A review by theyoungveronica
The Cave and the Light: Plato Versus Aristotle, and the Struggle for the Soul of Western Civilization by Arthur Herman

4.0


"Rome it seemed, was never in worse shape; and never more powerful...'the steady degeneration of its noble character into vice and corruption'—of which the chief sign was, paradoxically, its imperial growth and steady advance over its foreign rivals."

"Self-restraint, integrity, and virtue were disregarded; unscrupulous conduct, bribery, bribery, and profit-seeking were rife."

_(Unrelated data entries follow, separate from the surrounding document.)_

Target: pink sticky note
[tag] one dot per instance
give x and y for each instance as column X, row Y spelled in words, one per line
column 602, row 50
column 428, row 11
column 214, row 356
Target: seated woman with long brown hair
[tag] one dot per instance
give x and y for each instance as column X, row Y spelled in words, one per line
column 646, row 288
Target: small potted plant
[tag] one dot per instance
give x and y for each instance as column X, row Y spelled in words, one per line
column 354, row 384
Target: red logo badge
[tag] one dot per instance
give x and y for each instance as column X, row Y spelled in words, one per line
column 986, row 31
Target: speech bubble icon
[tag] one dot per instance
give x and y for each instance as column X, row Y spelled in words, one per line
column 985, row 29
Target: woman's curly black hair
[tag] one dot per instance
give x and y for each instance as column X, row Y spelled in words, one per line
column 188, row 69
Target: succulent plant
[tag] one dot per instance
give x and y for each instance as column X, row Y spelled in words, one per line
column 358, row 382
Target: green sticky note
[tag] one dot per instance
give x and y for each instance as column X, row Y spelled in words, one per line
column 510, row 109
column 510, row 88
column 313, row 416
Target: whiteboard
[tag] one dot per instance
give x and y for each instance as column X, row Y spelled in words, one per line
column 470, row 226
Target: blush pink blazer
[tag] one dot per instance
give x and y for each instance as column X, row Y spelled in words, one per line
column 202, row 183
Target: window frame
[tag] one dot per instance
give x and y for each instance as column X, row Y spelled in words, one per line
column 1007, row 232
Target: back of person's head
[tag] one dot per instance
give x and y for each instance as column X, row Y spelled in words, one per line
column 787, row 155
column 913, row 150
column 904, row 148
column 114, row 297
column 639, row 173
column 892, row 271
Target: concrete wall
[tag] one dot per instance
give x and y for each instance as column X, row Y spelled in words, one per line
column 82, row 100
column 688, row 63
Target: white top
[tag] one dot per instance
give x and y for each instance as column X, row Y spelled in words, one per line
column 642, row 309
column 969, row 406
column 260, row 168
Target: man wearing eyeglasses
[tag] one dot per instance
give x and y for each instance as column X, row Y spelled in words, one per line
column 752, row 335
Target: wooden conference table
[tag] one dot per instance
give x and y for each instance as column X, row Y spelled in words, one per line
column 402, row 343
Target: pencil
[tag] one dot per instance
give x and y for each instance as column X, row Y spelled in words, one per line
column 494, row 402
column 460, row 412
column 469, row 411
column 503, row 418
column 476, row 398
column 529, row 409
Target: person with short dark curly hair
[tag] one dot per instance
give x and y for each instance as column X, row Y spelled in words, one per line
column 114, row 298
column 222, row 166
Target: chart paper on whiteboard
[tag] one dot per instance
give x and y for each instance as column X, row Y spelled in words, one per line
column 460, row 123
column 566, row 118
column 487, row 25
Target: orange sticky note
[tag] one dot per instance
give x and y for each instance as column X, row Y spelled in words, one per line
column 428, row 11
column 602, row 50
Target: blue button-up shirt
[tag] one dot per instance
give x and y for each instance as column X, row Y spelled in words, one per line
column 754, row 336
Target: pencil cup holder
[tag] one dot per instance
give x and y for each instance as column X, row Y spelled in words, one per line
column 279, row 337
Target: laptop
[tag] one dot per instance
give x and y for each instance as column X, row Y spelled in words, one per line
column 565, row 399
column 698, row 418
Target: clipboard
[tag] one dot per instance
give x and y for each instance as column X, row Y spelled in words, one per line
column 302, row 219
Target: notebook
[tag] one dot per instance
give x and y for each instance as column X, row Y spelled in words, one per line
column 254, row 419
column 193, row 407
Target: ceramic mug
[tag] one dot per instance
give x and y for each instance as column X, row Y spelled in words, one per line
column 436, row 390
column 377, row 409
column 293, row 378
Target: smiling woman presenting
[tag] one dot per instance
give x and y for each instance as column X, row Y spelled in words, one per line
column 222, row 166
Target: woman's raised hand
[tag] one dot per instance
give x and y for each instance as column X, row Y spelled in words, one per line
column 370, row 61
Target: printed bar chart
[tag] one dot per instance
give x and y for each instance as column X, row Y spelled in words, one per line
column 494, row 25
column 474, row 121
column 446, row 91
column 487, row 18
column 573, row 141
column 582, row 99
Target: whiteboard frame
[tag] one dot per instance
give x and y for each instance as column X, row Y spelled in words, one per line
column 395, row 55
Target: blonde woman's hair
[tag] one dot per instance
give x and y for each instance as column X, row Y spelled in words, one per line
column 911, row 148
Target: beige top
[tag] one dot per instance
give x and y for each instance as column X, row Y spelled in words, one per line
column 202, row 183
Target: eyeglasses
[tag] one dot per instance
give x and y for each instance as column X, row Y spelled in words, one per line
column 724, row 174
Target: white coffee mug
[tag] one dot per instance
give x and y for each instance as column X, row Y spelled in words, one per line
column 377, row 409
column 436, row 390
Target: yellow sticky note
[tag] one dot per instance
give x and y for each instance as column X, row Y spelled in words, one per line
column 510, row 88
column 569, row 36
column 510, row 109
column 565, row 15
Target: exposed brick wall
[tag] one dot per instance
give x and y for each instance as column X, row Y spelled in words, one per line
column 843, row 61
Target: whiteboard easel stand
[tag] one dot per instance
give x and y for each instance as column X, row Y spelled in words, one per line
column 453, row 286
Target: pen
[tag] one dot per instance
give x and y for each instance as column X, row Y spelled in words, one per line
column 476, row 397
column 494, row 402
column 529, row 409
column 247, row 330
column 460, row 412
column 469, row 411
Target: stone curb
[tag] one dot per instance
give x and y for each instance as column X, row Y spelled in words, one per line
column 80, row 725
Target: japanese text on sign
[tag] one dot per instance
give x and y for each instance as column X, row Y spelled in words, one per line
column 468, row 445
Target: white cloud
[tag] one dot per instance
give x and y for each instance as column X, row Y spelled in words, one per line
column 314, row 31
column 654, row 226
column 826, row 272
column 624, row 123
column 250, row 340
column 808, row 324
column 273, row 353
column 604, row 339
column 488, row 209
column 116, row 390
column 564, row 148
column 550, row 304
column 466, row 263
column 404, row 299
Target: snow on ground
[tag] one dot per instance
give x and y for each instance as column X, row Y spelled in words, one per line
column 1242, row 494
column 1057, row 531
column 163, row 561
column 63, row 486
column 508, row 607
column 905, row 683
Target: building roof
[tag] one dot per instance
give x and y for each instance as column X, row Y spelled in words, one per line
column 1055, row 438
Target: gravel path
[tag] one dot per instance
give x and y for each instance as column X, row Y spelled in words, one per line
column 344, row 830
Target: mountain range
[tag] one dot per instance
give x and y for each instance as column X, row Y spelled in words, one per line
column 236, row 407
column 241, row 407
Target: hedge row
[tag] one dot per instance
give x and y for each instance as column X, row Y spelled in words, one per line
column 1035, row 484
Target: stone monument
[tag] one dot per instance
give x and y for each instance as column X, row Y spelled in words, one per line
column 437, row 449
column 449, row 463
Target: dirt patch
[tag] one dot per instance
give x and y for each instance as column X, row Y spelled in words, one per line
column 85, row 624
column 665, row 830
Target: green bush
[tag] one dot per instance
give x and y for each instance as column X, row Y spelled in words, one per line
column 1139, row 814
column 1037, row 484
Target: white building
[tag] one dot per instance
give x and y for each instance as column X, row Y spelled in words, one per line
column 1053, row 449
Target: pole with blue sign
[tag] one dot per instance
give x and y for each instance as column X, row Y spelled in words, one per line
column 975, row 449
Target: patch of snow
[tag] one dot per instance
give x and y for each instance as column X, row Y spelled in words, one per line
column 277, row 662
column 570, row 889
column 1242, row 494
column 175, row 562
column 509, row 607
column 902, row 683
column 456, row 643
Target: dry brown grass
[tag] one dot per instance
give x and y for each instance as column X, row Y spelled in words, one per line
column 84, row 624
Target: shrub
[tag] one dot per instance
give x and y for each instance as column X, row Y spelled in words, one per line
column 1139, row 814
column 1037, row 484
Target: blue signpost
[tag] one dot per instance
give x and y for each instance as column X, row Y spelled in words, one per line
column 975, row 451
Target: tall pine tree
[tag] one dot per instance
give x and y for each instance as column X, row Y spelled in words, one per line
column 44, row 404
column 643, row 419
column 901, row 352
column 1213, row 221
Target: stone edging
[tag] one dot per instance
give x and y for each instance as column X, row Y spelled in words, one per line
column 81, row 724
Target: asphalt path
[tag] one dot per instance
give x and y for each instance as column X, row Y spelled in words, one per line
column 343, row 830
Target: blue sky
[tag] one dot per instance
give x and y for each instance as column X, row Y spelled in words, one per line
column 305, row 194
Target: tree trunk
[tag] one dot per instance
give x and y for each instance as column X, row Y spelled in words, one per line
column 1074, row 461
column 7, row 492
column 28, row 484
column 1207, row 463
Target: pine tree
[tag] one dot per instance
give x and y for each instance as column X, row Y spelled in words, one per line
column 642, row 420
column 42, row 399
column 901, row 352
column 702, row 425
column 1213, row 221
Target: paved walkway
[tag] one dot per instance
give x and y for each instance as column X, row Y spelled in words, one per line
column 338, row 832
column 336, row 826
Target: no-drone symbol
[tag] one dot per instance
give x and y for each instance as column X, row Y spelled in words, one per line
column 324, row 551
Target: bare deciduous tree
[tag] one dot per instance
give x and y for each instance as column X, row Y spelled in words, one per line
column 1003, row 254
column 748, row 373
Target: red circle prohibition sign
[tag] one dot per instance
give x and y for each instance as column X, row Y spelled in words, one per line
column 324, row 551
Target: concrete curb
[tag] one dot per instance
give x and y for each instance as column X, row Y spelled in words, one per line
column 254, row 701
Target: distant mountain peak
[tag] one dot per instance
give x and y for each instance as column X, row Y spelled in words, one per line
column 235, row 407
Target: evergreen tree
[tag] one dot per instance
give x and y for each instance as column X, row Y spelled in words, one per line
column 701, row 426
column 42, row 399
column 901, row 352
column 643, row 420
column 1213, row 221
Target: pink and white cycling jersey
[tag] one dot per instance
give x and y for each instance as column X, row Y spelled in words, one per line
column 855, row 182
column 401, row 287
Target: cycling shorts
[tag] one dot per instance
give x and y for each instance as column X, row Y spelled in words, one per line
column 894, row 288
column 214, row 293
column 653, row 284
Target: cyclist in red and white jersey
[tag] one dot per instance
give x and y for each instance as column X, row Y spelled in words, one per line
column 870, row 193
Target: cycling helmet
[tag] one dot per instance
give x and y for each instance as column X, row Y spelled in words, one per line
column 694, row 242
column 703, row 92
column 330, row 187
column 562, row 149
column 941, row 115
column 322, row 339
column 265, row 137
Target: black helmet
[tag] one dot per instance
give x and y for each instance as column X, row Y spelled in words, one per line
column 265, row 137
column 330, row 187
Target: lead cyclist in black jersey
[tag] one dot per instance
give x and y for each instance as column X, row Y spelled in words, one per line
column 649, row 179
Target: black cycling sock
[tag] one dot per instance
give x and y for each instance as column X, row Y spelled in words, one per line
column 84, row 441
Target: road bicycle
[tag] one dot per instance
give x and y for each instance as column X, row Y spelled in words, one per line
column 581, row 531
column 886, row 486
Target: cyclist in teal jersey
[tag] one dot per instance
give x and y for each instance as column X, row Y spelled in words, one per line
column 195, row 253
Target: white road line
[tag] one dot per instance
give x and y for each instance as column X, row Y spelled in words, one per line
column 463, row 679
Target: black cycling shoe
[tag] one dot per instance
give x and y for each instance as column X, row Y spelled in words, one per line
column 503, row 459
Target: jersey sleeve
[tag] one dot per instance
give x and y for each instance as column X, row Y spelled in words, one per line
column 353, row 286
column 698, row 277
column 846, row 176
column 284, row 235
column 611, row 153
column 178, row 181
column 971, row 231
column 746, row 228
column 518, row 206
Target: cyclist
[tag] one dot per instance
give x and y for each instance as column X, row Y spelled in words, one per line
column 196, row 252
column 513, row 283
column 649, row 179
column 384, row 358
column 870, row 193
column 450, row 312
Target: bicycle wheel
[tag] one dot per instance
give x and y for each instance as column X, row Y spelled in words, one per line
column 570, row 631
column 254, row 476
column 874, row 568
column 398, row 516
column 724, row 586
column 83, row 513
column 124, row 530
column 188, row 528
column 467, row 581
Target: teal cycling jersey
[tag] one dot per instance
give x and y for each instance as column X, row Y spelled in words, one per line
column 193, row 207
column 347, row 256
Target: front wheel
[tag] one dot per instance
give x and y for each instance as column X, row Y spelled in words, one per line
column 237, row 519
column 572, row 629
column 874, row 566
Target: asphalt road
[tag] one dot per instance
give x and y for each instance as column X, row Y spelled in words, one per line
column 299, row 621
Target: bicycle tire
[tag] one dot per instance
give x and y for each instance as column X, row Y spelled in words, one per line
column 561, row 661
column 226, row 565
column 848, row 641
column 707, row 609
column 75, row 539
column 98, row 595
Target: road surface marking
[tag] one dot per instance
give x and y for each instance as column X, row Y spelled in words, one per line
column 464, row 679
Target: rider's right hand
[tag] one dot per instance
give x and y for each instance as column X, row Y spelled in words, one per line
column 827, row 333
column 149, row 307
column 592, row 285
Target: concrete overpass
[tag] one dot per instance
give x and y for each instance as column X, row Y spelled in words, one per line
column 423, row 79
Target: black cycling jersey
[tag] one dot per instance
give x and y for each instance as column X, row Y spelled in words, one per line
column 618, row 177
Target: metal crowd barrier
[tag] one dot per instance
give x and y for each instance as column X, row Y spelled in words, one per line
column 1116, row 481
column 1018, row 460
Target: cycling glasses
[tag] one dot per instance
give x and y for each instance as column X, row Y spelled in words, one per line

"On the one hand, Rome enjoyed a power without equal or limits. On the other, the glory surrounding that power would seem increasingly hollow—even a sign of imminent dissolution and moral collapse... 'Here in the city nothing is left,' wrote one of Sallust's contemporaries, 'the real Rome is gone forever.'"

"To the perceptive eye,' Plato wrote in the Timaeus, "the depth of their degeneration was clear enough, but to those whose judgement of true happiness is defective they seemed, in their pursuit of unbridled ambition and power, to be at the height of their fame and fortune." Zeus and the gods knew the truth, Plato says; and together they plotted the doom of Atlantis—a doom so devastating it vanished forever."

"'Plato raised up the walls of Atlantis', Aristotle wrote, 'and then plunged them under the waves.'"

The old signs of a republic paradoxically at the height of its power & prosperity and on the precipice overlooking imminent decline . . .

As it was with Rome and with Atlantis, so it is with us.


Give me a lever and a place to stand, and I shall move the earth.